A joint meeting of the Royal Statistical Society Merseyside local group & Young Statisticians Section
2nd February 2011, 10.00-16.00
University of Liverpool Lecture Theatre C, University Lecture Block
Prognostic Modelling
10:00 - 10:45 Eleni Rapsomaniki (Research Associate, University of Cambridge)
A framework for comparing prognostic models based on net health benefits
New prognostic models are traditionally evaluated using measures of discrimination and risk reclassification, but these do not take full account of the clinical and health economic context. We propose a framework for comparing prognostic models in terms of the public health impact (net benefit) of the treatment decisions they support. This framework should form part of health economic evaluations that assess the value of adding information on new risk factors to a prognostic model. Our approach assumes a pre-defined treatment threshold so we compare risk predictions by their impact on treatment allocation. We extend previous work in this area by quantifying net benefits in life years, thus linking prognostic performance to health economic measures: by taking full account of the occurrence of events over time; and by considering estimation and crossvalidation in a multiple-study setting.
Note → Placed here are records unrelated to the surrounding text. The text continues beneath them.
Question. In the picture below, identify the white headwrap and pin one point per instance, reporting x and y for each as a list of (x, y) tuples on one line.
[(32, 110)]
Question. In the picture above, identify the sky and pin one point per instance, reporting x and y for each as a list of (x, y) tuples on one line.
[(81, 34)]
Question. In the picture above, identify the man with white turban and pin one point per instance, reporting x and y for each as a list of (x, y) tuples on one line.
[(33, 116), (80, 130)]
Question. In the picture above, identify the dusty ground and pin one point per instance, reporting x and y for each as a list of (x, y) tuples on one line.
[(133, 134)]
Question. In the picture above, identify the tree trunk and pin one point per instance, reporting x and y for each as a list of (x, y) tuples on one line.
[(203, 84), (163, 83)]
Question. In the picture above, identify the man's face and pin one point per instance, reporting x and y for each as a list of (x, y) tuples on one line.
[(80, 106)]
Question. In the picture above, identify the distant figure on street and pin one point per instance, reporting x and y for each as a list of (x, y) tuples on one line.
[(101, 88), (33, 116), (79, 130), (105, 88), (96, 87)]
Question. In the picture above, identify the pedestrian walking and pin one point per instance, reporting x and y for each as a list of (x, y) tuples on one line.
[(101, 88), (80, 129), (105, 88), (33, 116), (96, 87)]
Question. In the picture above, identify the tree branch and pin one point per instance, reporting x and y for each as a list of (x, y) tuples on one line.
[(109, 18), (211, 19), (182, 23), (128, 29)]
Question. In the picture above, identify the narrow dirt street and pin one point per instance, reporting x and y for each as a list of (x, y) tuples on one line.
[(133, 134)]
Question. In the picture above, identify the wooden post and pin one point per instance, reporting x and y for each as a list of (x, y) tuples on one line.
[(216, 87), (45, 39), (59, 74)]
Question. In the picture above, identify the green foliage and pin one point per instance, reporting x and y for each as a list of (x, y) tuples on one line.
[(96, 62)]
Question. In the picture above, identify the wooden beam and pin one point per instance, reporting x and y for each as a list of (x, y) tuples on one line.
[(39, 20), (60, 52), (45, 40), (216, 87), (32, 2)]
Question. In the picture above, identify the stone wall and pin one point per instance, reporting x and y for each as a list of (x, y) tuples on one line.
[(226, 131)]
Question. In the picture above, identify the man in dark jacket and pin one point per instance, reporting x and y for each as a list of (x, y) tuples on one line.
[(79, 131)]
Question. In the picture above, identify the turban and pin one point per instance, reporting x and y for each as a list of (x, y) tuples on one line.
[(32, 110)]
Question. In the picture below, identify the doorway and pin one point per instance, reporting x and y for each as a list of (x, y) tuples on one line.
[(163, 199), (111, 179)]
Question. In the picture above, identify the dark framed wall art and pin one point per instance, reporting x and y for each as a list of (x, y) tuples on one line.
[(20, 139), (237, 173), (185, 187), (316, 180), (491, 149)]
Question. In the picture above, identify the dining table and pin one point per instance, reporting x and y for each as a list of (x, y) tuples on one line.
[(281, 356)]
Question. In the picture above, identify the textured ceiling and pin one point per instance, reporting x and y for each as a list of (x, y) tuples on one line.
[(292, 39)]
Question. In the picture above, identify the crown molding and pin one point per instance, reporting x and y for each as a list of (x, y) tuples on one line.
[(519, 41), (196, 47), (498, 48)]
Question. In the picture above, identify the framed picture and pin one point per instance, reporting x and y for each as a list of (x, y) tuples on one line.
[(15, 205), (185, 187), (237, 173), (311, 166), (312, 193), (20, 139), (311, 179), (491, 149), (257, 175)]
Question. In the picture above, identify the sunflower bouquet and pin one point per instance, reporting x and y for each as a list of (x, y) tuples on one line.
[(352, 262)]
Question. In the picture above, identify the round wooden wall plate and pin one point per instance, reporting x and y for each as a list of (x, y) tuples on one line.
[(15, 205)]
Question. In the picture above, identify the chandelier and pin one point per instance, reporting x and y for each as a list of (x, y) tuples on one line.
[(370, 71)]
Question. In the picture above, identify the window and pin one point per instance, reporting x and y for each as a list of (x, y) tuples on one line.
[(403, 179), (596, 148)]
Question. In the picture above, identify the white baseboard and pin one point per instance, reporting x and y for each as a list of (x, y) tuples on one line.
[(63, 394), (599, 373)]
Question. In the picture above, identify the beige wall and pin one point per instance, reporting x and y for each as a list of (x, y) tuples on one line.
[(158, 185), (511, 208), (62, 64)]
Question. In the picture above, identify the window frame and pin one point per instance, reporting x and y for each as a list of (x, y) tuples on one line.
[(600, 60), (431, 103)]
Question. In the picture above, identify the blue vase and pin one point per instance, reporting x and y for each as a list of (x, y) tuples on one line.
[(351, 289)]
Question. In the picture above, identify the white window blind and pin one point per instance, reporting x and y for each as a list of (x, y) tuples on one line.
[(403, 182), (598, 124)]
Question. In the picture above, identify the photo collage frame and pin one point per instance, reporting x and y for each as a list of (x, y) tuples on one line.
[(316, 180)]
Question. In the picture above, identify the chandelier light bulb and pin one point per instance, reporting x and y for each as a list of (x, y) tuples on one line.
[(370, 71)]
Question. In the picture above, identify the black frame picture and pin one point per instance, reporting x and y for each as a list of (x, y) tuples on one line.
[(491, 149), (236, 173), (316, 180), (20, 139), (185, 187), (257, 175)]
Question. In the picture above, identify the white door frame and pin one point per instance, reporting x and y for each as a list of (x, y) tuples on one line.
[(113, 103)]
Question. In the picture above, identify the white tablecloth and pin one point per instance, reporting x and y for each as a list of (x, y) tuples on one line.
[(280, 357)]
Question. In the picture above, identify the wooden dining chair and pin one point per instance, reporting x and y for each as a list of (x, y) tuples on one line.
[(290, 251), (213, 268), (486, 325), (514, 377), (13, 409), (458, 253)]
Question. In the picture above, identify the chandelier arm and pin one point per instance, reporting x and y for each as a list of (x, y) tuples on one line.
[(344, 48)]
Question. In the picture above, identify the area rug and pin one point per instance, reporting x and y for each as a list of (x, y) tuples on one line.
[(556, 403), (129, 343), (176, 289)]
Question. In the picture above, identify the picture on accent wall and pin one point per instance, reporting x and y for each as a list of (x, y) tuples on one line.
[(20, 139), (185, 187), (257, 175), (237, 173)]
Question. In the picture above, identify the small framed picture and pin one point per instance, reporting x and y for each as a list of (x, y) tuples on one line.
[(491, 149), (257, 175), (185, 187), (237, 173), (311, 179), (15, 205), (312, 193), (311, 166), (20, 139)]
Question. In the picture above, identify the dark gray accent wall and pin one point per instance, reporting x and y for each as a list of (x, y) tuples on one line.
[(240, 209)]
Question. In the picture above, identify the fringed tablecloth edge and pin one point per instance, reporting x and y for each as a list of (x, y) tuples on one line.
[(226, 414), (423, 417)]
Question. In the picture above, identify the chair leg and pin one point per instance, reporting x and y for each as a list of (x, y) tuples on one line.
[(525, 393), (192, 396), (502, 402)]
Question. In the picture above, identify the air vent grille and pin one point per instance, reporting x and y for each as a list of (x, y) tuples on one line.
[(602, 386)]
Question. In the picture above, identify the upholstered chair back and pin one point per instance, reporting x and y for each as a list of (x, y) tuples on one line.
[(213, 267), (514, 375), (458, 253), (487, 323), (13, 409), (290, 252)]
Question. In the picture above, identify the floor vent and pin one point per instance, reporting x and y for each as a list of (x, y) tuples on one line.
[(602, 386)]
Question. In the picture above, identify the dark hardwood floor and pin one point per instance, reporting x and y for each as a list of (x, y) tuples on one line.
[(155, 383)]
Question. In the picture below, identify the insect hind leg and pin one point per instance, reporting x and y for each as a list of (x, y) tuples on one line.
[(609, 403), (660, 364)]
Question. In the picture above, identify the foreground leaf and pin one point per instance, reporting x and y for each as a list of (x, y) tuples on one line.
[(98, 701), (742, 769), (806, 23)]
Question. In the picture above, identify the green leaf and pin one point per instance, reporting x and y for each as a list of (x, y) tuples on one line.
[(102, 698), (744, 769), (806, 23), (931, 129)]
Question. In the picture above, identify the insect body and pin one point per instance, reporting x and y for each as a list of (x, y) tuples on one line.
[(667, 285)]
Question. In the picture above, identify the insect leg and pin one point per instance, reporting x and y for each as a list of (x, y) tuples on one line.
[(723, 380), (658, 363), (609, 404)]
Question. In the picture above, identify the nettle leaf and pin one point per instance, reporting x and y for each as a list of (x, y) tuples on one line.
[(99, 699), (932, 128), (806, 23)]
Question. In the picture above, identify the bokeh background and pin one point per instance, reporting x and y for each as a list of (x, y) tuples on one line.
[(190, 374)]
The method is illustrated in the context of cardiovascular disease risk prediction using an individual participant data meta-analysis.
10:45 - 11:30 Lisa Pennells (Statistician, University of Cambridge)
Assessing discrimination across multiple studies
There is little agreement on the most appropriate measure to assess the predictive ability of a prognostic model. Completing such model assessments using data from multiple studies adds further complexity. In this work, different approaches for assessing the predictive ability of a Cox proportional hazards model across multiple studies are investigated. The focus is on measures of discrimination, Royston and Sauerbrei's D and Harrell's C-index, and examples are given using data from two large collaborations of prospective observational studies of cardiovascular disease. Reasons behind heterogeneity in results across studies are discussed and the appropriateness of pooling heterogeneous results is considered.
11:30-11:45 Coffee break
11:45 -12:30 Deborah Stocken (Biostatistics Lead, University of Birmingham)
Development and validation of a prognostic index for advanced pancreatic cancer
(Abstract to follow)
12:30 -13:15 Laura Bonnett (Research Assistant, University of Liverpool)
Factors influencing the risk of seizure recurrence in patients with epilepsy and the implications for driving
Driving regulations currently differ between EU member states. Consequently minimum standards to drive must be identified and implemented. In the UK the DVLA use a risk based approach to estimate when patients can regain their licenses - following an unprovoked seizure this equates to a year while new EU legislation requires only six months off driving. There are similar discrepancies concerning treatment withdrawal for patients in remission. UK patients are advised not to drive while withdrawing and for six further months and if a recurrence occurs and treatment is reinstated they must wait twelve months but in the EU the wait is only three months. Regression modelling was used to investigate how antiepileptic treatment and several clinical factors influence the risk of seizure recurrence following a single unprovoked seizure, completion of drug withdrawal, and treatment reinstatement for patients with recurrence. Several methods for external validation were employed to validate the model for time to second seizure following a single, unprovoked, seizure including May's comparison of deviances. Methods for handling covariates with all entries missing were also considered in the context of external validation via a simulation study. Advice is needed as to how this data should be utilised: in particular whether a population approach should be taken with a focus on the unadjusted results or whether attempts should be made to individualise risk. Guidance is also required as to whether the focus should be on risk estimates only or on the confidence interval as well. If the focus is on the estimate only our unadjusted estimates suggest that UK legislation concerning time off driving after all three events may be too conservative while EU standards may be too liberal. If the focus is placed on the confidence intervals, direction is needed as to whether a conservative or liberal approach should be taken.
13:15-14:15 Lunch break
14:15 -15:00 Willi Sauerbrei (Professor, Universitaetsklinikum Freiburg)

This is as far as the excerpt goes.